Filmmakers who do other things than direct movies fascinate me. In a day and age of accessibility, that’s most directors, but I think that directors who write books, create podcasts, create art or music, and things like that are just extremely interesting. To me it signifies an artist who can never get enough from just one art form. That’s something that I respect and can relate to quite a bit.

Miranda July is a performance artist, probably most known for her film, Me and You and Everyone We Know. It’s a fantastic film, and I recommend it to anyone and everyone. July is quite the outside-of-the-box thinker, analyzing everything, and really giving life meaning in her own quirky way. She’s also written numerous books on different subjects, but she really seems like a person who wants to be heard. Heard through her writing, and through her films, her music, and especially through her speaking engagements. Miranda July is an artist, but an unconventional one. She’s not an artist who gives us something to look at and tells us to interpret it. No, she gives us a situation or a character or a setting and allows us to sometimes fill in the blanks, or infer what we want. She allows art to be subjective, never definite.

Her new film, The Future, is quite cerebral and artistic, but not just for the sake of being cerebral and artistic. The film, much like July herself, is an observation on life told through the perspective of a rapidly aging couple named Sophie (Miranda July) and Jason (Hamish Linklater). Both around 35, they feel as if they haven’t done enough with their lives. They decide to adopt a cat, and have one month until they’re allowed to take it home. They feel like that month is their last month free of any life changing responsibility, so they plan to live as much as they can.


They both quit their jobs in an attempt to find work that is more beneficial to the world, and not only themselves. Jason begins going door to door trying to sell people trees to help the environment, while Sophie stays home and takes a stab at uploading dances to the internet with the hopes of getting a lot of views.

Earlier in the film, while Jason and Sophie were filling out adoption forms for their new cat, Paw-Paw, Jason purchases a sketch from a man named Marshall (David Warshofsky), a seemingly well-meaning and struggling artist who owns a company that creates banners for businesses. On the back of the picture is his phone number, which Sophie accidentally sees when the picture’s tape fails and it falls to the ground. Their chance encounter quickly turns into an affair.

It’s around this point where the film takes a turn for the odd and strangely beautiful. Jason befriends an older man named Joe (Joe Putterlik), who gives Jason quite a bit of much needed advice about the future of his relationship with Sophie. The character of Joe is only present in about two scenes of the film, but it’s one of the more important characters in the picture as a whole.

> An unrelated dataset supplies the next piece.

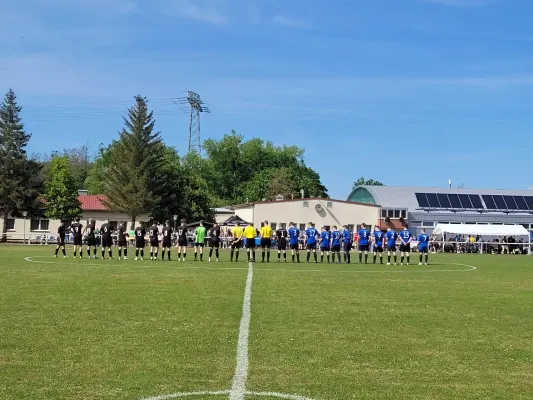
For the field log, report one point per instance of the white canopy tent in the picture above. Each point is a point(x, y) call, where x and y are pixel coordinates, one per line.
point(481, 230)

The Future is a strange love story about two people just trying to figure out the world. To them, 35 is old, but to people like Joe, 35 is just the beginning, which is the question the film poses. When is young, when is old, and when do we know the difference? Do we ever reach a certain age where anything is too late, or are we just too discouraged to do the things we really want?

At around 90 minutes, the film is short but not brief, smart without being cocky, and thoughtful without being preachy to the audience. The characters in the film are just as helpless as the viewer, which in a way comforted me. It gave me the notion that I was on the same exact journey that our characters wereHelplessness is much more interesting when viewed from the perspective of somebody else.